Noting that the average person looks at a piece of art for only a few seconds, Russo says she wanted to make pieces that would require the viewer to slow down and investigate them.
All three pieces incorporate everyday objects from Russo’s life, some of which are covered in clay and fired. They engage the audience and make use of space in ways ordinary sculptures do not.
“Cavea-Culina” is based around a large lab bench (previously used in Russo’s studio) with surreal, cell-like life-forms that emanate light from within. Viewers are also encouraged to open other drawers, revealing a number of miniature exhibits, each with its own style (light-based, organic, liquid, etc.).
“Lightness of Being (Settled)” features a multitude of found objects converted into porcelain sculptures and spaced out along a long, curved wall. Russo resurrects the unnecessary clutter from her home, making the heavy weightless and the fleeting permanent.
“Chute” concludes the exhibition. It consists of many white, unglazed and broken ceramic pieces in the shapes of various bones and body parts sitting on a metal chute. Though they’re glued in place, the pieces appear to be sliding down the chute.

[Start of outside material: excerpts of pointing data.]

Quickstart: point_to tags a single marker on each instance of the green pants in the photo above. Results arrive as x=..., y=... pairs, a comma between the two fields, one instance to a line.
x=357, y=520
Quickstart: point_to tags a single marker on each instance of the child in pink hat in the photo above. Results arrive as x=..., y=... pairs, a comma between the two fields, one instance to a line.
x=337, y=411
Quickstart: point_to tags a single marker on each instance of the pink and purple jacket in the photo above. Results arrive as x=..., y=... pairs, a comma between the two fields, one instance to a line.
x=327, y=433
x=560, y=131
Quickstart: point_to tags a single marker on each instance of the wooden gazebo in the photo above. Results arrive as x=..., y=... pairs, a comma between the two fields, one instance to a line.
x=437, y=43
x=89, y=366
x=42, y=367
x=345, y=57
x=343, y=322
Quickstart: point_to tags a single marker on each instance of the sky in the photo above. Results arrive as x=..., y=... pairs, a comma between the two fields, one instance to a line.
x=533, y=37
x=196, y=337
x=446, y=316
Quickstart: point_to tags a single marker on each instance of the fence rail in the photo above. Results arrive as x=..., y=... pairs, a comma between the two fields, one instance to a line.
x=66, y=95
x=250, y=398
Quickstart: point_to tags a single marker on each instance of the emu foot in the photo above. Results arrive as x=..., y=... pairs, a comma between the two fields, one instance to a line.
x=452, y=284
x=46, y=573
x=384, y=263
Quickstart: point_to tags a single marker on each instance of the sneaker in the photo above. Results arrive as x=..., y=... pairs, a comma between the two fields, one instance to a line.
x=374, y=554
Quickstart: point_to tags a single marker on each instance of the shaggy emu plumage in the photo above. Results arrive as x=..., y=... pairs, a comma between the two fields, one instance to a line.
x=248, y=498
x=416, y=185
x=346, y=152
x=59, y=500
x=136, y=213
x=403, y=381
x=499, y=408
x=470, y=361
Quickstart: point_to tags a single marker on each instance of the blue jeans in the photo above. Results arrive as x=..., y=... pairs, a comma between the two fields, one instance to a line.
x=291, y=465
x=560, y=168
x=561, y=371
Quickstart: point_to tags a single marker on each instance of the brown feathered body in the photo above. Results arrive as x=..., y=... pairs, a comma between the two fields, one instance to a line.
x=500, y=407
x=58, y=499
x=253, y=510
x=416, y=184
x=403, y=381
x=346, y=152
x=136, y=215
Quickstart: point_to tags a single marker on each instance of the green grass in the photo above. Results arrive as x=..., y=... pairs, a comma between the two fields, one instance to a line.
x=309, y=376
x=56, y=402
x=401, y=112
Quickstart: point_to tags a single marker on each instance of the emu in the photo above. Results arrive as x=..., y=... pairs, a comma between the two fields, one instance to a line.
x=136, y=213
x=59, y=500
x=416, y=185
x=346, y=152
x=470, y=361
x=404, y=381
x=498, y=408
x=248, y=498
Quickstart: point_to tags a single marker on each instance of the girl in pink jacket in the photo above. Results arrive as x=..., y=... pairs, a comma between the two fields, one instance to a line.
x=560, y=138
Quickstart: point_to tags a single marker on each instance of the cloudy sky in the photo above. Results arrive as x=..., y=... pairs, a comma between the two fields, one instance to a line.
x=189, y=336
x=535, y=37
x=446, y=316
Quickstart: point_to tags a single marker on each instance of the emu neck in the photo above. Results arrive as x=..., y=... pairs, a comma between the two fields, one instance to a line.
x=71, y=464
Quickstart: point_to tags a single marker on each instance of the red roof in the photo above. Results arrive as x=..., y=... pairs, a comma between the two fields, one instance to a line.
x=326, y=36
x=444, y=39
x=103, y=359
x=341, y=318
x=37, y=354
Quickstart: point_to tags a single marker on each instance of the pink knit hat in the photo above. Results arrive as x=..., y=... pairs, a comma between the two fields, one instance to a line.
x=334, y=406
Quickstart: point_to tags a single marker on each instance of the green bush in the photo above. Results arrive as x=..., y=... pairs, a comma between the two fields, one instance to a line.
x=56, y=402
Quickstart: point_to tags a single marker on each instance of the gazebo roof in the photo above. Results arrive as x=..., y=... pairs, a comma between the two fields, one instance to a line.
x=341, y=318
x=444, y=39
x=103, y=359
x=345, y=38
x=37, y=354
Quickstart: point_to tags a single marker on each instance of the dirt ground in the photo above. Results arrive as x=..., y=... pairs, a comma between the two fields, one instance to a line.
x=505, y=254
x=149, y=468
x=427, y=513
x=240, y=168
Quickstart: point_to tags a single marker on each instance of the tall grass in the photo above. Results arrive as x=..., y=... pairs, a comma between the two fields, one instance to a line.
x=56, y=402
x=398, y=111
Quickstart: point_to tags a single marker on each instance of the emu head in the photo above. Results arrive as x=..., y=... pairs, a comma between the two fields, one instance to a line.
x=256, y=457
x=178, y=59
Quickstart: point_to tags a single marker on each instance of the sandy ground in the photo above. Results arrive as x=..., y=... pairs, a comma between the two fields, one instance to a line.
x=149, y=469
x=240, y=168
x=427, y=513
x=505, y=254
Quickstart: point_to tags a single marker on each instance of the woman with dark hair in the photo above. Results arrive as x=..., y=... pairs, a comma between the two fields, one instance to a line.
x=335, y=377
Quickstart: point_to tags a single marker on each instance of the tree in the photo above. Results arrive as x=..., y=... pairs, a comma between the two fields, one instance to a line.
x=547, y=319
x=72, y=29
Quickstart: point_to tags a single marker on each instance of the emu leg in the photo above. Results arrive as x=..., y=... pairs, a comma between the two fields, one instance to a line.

Asked about the meaning, Russo jokes, “I’m going down the chute, honey. I’m 54.”
Inspired by a recent shoulder injury, “Chute” is another comment on decay and the impermanence of life. Unlike her early work, which makes the same point, “Chute” does so with a sense of humor.
What really differentiates Russo’s recent work is that it not only accepts dissonance, it uses it. Her work allows us to feel complex things, or to laugh at death. Russo has the courage to present life as it is — contradictory and absurd — and to leave it at that.
“If you do enough stuff, no matter how tricky it is, you have this confidence,” Russo says. “You know it’s going to be fine.”
While coalescere showcases work from her 25 year career, Russo hesitates to call it a retrospective.
“In a lot of ways I feel like I’m just getting started.”
On the Bill: Martha Russo: coalescere. BMoCA, 1750 13th Street, Boulder, 303-443-2122. Through June 12.